For $|x|\lt1$, we have

$$\sum_{n=1}^\infty\zeta(n+1)x^n=\sum_{n=1}^\infty\sum_{k=1}^\infty{x^n\over k^{n+1}}=\sum_{k=1}^\infty\sum_{n=1}^\infty{1\over k}\left(x\over k\right)^n=\sum_{k=1}^\infty{1\over k}\cdot{x/k\over1-x/k}=\sum_{k=1}^\infty{x\over k(k-x)}$$

and since ${x\over k-x}={k\over k-x}-1$, it follows, on taking derivatives, that

$$\sum_{n=1}^\infty\zeta(n+1)nx^{n-1}=\sum_{k=1}^\infty{1\over(k-x)^2}$$

Consequently

$$\sum_{n=1}^\infty\zeta(n+1){n\over2^n}={1\over2}\sum_{k=1}^\infty{1\over(k-1/2)^2}=2\sum_{k=1}^\infty{1\over(2k-1)^2}=2\left(\sum_{k=1}^\infty{1\over k^2}-\sum_{k=1}^\infty{1\over(2k)^2} \right)={3\over2}\zeta(2)={\pi^2\over4}$$

Answer 2

We have $\sum_{n=1}^{\infty}\zeta(n+1)z^n=-\gamma-\psi(1-z)$ hence $\sum_{n=1}^{\infty}n\zeta(n+1)z^{n-1}=\psi'(1-z)$. Or (the same): $$\sum_{n=1}^{\infty}nz^{n-1}\sum_{k=1}^{\infty}\frac{1}{k^{n+1}}=\sum_{k=1}^{\infty}\frac{1}{k^2}\sum_{n=1}^{\infty}n\left(\frac{z}{k}\right)^{n-1}=\sum_{k=1}^{\infty}\frac{1}{(k-z)^2}.$$ The given sum is then equal to $\psi'(1/2)/2=\pi^2/4$ (which can be obtained using the last sum).

Answer 3

The logarithmic derivative of the gamma function $\psi$ has the power series expansion $$ \psi (1 - z) + \gamma = - \sum\limits_{n = 1}^\infty {\zeta (n + 1)z^n } $$ provided $|z|<1$ (see $(5.7.4)$).
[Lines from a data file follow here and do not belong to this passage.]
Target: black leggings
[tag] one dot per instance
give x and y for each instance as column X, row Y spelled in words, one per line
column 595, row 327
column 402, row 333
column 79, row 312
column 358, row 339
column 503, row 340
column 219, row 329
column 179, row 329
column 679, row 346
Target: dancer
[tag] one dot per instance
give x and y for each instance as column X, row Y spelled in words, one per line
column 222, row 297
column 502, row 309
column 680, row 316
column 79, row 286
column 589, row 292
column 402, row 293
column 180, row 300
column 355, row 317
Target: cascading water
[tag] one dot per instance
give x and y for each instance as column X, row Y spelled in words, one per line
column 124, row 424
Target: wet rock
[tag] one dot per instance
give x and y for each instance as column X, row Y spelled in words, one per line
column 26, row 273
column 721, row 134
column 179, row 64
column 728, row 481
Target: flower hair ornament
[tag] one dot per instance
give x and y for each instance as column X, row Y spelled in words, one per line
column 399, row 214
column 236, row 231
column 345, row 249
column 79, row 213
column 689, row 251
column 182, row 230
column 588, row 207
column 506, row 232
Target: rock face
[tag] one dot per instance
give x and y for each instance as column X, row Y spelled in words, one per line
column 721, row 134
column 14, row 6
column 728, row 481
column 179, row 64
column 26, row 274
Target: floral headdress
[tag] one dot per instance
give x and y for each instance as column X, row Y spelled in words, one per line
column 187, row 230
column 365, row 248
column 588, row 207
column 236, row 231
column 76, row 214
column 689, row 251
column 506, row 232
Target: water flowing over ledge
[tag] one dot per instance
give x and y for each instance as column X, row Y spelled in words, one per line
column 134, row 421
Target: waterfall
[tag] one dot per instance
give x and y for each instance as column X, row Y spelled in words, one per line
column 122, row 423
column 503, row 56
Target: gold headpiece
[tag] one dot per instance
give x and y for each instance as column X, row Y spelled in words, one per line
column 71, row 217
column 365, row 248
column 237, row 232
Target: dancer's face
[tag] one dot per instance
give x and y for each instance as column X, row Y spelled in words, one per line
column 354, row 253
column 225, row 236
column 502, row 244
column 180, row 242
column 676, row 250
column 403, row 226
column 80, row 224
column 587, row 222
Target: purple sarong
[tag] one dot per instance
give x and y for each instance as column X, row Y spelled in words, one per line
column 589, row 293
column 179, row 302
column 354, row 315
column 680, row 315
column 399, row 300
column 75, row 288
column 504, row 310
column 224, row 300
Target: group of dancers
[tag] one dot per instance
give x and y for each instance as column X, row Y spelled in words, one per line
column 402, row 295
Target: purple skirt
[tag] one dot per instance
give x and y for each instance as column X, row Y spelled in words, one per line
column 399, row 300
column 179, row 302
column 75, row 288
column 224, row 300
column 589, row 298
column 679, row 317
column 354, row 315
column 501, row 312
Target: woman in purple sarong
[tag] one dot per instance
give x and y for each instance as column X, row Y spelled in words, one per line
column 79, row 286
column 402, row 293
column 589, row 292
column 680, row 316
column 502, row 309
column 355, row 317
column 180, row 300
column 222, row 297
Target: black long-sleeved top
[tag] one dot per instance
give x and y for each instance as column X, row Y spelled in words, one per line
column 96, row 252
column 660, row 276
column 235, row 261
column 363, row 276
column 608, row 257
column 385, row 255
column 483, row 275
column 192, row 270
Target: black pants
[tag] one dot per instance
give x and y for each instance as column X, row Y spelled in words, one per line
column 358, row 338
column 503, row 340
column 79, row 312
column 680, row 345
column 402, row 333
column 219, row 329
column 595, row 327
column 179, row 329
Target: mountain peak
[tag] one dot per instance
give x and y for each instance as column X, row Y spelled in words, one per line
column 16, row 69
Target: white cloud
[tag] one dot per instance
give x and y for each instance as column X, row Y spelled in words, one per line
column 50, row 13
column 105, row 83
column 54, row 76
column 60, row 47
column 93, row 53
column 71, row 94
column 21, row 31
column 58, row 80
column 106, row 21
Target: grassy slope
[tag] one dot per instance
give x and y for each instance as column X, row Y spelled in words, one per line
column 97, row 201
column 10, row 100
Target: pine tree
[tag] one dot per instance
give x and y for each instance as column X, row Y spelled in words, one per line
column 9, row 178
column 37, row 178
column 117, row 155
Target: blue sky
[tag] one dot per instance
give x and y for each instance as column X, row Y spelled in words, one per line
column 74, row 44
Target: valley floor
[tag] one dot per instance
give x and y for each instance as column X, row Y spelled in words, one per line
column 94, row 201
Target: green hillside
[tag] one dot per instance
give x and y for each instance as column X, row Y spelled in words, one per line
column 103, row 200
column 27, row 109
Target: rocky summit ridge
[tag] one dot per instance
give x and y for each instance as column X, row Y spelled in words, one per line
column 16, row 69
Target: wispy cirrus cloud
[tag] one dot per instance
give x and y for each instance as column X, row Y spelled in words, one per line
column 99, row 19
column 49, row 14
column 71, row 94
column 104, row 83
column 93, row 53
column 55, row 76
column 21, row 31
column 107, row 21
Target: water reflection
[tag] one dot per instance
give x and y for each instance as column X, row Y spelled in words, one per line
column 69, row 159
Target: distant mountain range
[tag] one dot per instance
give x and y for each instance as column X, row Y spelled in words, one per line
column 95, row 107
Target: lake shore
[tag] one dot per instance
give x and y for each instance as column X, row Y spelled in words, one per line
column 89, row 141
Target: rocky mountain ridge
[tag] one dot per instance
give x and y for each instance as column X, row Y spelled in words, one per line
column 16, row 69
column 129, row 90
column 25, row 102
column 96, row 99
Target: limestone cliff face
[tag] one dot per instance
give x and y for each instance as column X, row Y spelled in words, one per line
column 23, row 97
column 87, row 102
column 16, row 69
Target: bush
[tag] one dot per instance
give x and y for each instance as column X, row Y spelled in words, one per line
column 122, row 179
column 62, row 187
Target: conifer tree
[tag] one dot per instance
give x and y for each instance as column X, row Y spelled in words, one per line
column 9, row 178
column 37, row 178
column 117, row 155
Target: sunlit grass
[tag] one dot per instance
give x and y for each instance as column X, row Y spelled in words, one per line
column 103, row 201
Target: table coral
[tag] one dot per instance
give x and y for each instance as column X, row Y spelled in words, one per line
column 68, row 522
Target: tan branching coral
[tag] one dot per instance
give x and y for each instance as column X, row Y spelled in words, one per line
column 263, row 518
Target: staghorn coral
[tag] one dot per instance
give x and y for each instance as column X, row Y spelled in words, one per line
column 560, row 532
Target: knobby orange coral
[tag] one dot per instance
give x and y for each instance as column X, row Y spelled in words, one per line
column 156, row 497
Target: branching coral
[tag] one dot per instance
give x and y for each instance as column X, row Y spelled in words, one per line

Differentiating both sides with respect to $z$ and substituting $z=1/2$, we obtain $$ - \psi '\!\left( {\tfrac{1}{2}} \right) = - 2\sum\limits_{n = 1}^\infty {\zeta (n + 1)\frac{n}{{2^n }}} . $$ Thus, $$ \sum\limits_{n = 1}^\infty {\zeta (n + 1)\frac{n}{{2^n }}} = \frac{1}{2}\psi '\!\left( {\tfrac{1}{2}} \right) = \frac{3}{2}\zeta (2) = \frac{{\pi ^2 }}{4}, $$ where we used $(5.15.3)$.